Resolved: doing the right thing isn’t easy, and it’s dangerously naive to say it is.

This Medium article has been approvingly linked to several times throughout the internet. I’ve read it, and found it well written and sourced. However, I do have one rather large quibble with it-the following line:

No. No. No. There will be a large segment of the populace who will never understand the measures taken, will think them unnecessary (even in the worst outcome), misplace blame, etc. There is a very good chance that leaders who undertake the suggestions in the article will be punished electorally.

Not that this changes the right thing to do, of course. But to suggest that these measures will be easy to make and popular is actually dangerous, IMO, especially to the average reader, by setting expectations for general reaction and ease of compliance that I think are rather outlandish. If the powers that be do everything right to ease the severity of what’s happening, they will have to do it DESPITE what the public things and wants, and that won’t be easy. There’s a chance you’ll be in disgrace and out of a job at the end of it. And I don’t think this kind of patently false reassurance does anyone any favors.

Agree/disagree?

Agree. People don’t appreciate things that don’t happen. What is prevented always holds much less weight, in people’s minds, than things that do happen.

That being said…the ***reverse ***of his statement may be true. “People may thank you now (for not taking tough measures,) but they will blame you later.”

Agree. People don’t appreciate things that don’t happen. What is prevented always holds much less weight, in people’s minds, than things that do happen.

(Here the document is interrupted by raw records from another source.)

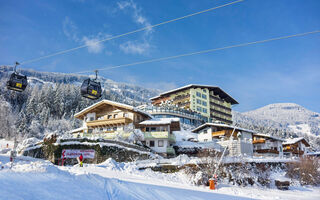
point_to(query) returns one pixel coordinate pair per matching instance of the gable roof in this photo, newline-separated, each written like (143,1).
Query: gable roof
(117,105)
(296,140)
(160,121)
(268,136)
(221,125)
(216,89)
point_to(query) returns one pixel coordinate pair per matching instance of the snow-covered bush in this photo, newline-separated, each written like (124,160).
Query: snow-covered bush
(306,171)
(136,136)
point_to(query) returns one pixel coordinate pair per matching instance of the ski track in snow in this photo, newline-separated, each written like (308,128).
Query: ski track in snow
(33,178)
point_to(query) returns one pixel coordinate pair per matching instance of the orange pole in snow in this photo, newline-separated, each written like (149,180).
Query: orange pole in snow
(212,185)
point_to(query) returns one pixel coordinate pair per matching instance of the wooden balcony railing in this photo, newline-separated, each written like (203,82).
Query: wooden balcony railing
(258,141)
(109,122)
(219,133)
(266,151)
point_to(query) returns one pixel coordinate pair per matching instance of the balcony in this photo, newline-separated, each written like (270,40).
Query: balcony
(266,151)
(105,135)
(219,133)
(160,135)
(170,150)
(109,122)
(258,141)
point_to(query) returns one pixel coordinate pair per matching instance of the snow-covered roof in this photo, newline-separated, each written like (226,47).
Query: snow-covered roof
(204,145)
(221,125)
(295,140)
(313,153)
(159,121)
(227,96)
(77,130)
(268,136)
(113,103)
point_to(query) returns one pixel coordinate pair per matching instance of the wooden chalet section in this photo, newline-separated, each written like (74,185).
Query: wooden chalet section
(267,145)
(295,147)
(239,144)
(158,134)
(109,116)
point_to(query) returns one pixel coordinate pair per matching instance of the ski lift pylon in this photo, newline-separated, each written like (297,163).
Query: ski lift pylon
(91,88)
(17,82)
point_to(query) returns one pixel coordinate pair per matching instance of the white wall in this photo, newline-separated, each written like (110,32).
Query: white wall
(205,137)
(89,115)
(156,148)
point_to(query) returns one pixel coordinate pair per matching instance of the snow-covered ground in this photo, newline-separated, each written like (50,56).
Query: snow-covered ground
(39,179)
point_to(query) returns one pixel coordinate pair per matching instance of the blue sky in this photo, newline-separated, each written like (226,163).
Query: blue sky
(256,75)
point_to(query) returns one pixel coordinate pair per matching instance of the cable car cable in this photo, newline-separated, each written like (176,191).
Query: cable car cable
(131,32)
(204,51)
(17,82)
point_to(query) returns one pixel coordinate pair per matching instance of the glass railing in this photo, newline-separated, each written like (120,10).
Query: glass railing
(170,150)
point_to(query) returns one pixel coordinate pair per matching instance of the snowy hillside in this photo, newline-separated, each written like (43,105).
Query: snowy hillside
(124,91)
(39,179)
(289,115)
(284,120)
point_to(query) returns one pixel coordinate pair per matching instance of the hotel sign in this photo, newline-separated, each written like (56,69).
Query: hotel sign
(75,153)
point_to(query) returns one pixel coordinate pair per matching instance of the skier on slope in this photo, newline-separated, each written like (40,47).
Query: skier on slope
(81,160)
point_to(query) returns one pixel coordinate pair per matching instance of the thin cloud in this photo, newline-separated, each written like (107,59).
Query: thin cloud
(70,30)
(93,45)
(135,47)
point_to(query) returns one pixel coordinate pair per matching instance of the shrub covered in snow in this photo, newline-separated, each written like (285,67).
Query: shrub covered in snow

That being said…the ***reverse ***of his statement may be true. “People may thank you now (for not taking tough measures,) but they will blame you later.”

Forget politicians and leaders! It’s even harder for the little guy to do the right thing.

I’m thinking about all the 20-somethings who want do the usual college spring break thing. They want to stay home as recommended, but their friends are begging them to come. And they know they will have serious FOMO if they stay.

I’m also thinking about all the weddings that people have scheduled for the next month or so. Canceling would be doing the right thing but it would also be throwing away thousands of dollars and years’ worth of planning. And then there’s all the fall-out waiting from disappointed family.

I spent an hour talking to my sister about the pandemic, trying to impress upon her the importance of staying away from crowds. Right before she hung up the phone, she said she needed to get ready for a date. She said the original plan was for the two of them to hang out at her place, but she suddenly wanted to go to Dave and Buster’s. It was like everything I had just told her had gone right out of her ears. Or maybe she rapidly did the calculus in her head and decided her chances of getting sick were less than her chances of her date rejecting her if she suggested they stay home? The whole thing made me realize that for some people, it really is hard for them to think beyond their immediate wants and needs. They need leaders to do that kind of thinking for them because they are simply incapable of doing it themselves if the threats facing them are too abstract for them.

^^ Sorry for my double post. I had a 502 error glitch. Maybe mods can delete one.

I heard it put by one doctor that you can either be embarrassingly overreactive, or tragically underprepared. Which would you rather be?

I think people are going through the stages of grief: denial, bargaining, anger, depression. Lots of people are still at one or two. (Bargaining is “I will wash my hands really well” and “only old people will get it”, when they themselves are fragile or have loved ones that are fragile)

I have heard many people say what a waste of time updating things to fix Y2K problems was, because the actual rollover to 2000 was such a non-event. They don’t seem to get that fixing software and hardware in advance of the rollover is WHY it was not a big deal when the date did roll over.

Whether you did the right thing is not dependent on whether it is recognized or acknowledged later.